ARCHIVE - Maladaptive daydreaming: a new psychological disorder?


Our research also addresses a new psychological disorder, which we have identified in a series of recently published studies – maladaptive daydreaming (MD). Apparently, there are individuals who have the gift of being able to create very rich and detailed fantasy worlds in their heads, yet for some of them, this ability turns into a serious problem. In collaboration with Jayne Bigelsen and Jonathan Lehrfeld (Fordham University, New York) and Prof. Eli Somer (University of Haifa), we found that people suffering from maladaptive daydreaming spend an average of 60% of their waking time in an imaginary world which they themselves have created. They get lost in this imaginary world, which develops into an addiction, and 97% of them feel restricted in their everyday life. Although not recognized as a condition of clinical relevance as of now, several thousand individuals document their daily struggle of not being able to limit their daydreaming activities on webpages and internet forums and do not get help by health professionals.

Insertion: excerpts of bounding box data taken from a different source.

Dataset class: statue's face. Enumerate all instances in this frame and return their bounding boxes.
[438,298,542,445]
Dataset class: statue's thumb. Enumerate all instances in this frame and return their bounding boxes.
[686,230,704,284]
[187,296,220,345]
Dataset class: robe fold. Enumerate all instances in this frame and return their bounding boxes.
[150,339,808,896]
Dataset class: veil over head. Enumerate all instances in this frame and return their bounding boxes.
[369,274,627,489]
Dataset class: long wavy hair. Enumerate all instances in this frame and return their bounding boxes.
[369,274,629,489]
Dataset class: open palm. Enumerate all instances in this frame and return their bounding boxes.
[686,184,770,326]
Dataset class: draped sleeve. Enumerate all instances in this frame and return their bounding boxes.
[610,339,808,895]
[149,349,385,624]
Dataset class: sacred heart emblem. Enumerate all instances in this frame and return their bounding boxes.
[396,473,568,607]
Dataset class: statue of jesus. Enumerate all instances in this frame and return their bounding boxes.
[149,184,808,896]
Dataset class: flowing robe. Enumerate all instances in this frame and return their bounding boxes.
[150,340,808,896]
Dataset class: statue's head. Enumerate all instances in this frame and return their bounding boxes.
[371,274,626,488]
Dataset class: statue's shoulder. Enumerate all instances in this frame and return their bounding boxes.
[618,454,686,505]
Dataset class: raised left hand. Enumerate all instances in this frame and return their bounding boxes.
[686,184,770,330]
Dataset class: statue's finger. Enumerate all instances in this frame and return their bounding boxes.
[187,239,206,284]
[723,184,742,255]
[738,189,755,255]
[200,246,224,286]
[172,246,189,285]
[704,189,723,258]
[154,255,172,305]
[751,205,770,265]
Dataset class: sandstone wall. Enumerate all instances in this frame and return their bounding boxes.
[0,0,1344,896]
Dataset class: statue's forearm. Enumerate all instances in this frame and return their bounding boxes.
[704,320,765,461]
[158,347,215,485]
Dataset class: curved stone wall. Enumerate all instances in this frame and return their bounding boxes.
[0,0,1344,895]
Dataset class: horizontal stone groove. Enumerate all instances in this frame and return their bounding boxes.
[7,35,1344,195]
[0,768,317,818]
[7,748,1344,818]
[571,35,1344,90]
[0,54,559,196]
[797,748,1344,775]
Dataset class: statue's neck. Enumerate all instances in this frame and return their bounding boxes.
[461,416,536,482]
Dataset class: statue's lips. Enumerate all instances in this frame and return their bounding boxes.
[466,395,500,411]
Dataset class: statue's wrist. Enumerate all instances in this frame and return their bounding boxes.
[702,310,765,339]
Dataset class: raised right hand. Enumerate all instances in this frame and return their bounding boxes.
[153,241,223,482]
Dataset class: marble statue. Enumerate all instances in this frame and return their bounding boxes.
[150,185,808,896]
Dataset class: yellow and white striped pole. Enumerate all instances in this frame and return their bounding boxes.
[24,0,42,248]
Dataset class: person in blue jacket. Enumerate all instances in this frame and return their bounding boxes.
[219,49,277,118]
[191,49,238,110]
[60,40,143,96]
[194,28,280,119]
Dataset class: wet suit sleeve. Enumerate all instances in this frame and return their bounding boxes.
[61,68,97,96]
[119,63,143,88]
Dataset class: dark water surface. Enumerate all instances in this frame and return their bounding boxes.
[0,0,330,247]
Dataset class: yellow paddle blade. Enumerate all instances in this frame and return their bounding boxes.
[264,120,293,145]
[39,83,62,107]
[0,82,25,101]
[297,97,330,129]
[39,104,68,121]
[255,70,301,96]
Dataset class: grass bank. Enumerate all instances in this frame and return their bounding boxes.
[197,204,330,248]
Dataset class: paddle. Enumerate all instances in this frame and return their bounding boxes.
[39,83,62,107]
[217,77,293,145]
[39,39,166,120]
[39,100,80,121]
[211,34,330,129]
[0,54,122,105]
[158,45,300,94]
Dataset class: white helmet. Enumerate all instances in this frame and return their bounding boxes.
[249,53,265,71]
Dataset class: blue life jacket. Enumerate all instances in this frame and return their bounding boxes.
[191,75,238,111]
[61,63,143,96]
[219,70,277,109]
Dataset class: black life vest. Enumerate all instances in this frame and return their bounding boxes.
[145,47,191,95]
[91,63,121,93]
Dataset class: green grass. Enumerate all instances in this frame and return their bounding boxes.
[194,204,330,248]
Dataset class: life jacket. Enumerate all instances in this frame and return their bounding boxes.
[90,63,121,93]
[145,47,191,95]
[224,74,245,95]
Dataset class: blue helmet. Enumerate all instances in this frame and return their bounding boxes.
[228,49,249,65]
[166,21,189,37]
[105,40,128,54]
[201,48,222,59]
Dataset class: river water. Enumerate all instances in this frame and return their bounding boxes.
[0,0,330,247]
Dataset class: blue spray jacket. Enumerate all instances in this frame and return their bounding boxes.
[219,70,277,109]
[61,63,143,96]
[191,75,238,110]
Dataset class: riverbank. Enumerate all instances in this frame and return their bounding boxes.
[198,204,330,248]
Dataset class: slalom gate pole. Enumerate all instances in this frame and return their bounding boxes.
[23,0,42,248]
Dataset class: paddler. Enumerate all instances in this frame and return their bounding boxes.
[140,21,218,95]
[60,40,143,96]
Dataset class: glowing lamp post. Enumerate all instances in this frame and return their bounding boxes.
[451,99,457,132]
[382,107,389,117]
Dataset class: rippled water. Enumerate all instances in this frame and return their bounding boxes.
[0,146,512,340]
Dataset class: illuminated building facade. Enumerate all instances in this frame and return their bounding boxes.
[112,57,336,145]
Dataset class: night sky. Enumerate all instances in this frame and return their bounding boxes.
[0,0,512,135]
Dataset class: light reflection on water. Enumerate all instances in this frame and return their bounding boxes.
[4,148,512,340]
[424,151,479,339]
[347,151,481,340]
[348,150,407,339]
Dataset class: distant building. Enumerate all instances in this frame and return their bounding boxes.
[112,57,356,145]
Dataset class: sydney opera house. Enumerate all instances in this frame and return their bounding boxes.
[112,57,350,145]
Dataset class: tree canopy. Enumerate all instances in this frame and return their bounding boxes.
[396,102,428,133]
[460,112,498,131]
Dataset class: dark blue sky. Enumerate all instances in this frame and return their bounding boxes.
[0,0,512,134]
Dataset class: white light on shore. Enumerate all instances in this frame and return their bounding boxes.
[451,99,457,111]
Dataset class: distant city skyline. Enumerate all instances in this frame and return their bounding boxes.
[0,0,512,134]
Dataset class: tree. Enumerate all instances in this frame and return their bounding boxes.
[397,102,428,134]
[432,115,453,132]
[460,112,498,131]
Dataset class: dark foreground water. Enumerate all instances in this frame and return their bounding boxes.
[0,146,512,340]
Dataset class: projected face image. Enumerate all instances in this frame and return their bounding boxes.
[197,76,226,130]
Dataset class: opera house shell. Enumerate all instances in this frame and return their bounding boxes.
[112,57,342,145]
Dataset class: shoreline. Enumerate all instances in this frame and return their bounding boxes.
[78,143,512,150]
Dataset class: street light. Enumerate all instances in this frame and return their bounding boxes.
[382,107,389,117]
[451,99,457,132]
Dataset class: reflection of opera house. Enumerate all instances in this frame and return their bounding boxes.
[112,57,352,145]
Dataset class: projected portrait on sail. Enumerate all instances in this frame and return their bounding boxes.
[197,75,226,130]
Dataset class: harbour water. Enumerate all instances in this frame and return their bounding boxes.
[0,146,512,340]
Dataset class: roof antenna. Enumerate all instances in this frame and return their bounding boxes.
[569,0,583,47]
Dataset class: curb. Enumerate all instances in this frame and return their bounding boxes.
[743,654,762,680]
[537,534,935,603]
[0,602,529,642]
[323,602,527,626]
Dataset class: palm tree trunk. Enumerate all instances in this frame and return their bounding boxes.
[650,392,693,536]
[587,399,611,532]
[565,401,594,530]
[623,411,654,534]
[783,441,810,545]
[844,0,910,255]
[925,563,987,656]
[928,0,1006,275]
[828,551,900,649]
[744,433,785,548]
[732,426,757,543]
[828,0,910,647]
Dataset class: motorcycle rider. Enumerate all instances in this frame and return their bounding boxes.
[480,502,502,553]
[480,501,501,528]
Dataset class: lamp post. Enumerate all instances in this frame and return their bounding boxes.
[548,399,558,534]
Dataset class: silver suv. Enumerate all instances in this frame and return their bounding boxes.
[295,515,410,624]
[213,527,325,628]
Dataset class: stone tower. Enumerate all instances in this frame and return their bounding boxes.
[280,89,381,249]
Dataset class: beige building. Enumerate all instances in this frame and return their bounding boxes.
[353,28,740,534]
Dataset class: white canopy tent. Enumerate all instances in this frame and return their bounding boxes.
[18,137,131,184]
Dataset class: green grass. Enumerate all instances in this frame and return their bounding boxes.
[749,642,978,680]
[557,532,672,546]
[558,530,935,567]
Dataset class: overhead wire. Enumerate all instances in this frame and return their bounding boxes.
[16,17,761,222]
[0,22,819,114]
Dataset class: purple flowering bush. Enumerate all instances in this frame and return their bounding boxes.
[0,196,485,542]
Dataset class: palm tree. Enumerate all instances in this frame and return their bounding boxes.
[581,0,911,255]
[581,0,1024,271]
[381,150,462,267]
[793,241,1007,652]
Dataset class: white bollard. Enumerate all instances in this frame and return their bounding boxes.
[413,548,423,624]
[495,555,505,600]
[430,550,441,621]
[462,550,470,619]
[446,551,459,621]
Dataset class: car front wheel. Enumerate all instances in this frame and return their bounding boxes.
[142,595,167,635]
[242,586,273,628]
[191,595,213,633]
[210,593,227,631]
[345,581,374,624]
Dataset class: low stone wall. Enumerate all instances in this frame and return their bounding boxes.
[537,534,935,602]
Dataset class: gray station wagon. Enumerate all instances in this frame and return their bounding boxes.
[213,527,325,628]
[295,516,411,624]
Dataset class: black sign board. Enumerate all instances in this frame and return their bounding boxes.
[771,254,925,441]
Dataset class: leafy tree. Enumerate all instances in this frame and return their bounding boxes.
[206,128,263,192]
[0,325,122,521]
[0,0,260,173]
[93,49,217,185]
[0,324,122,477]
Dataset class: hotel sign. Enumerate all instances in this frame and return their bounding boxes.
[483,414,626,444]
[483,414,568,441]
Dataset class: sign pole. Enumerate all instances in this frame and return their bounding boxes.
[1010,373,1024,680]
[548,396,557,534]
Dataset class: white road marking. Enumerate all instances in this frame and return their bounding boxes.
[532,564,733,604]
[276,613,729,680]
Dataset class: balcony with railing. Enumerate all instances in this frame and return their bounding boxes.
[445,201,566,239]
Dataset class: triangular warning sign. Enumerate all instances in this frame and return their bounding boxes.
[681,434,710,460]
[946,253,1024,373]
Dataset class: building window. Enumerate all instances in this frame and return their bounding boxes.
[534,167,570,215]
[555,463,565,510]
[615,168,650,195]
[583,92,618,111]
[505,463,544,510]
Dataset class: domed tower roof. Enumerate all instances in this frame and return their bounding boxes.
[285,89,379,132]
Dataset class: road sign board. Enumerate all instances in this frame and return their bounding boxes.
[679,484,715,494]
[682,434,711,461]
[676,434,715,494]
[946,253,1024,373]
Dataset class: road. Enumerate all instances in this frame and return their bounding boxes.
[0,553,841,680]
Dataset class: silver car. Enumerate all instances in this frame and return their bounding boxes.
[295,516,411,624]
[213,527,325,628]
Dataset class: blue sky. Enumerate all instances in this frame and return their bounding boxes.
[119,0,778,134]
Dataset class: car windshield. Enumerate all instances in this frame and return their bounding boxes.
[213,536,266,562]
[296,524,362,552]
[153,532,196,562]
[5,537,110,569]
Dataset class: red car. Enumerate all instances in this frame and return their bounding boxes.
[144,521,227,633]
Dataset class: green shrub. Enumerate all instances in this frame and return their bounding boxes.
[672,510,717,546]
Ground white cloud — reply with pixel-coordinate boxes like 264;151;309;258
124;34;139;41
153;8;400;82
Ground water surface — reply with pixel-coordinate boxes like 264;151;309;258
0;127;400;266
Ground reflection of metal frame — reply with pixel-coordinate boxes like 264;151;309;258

On the basis of a set of papers using qualitative and quantitative approaches, our team has accumulated substantial information about the condition. After having developed a short questionnaire assessing MD, the Maladaptive Daydreaming Scale, our ongoing research includes the development and validation of a French and a German version of the MDS as well as the more in-depth investigation of this under-acknowledged and under-researched condition (in collaboration with Profs. Christine Mohr and Rémy Amouroux, University of Lausanne).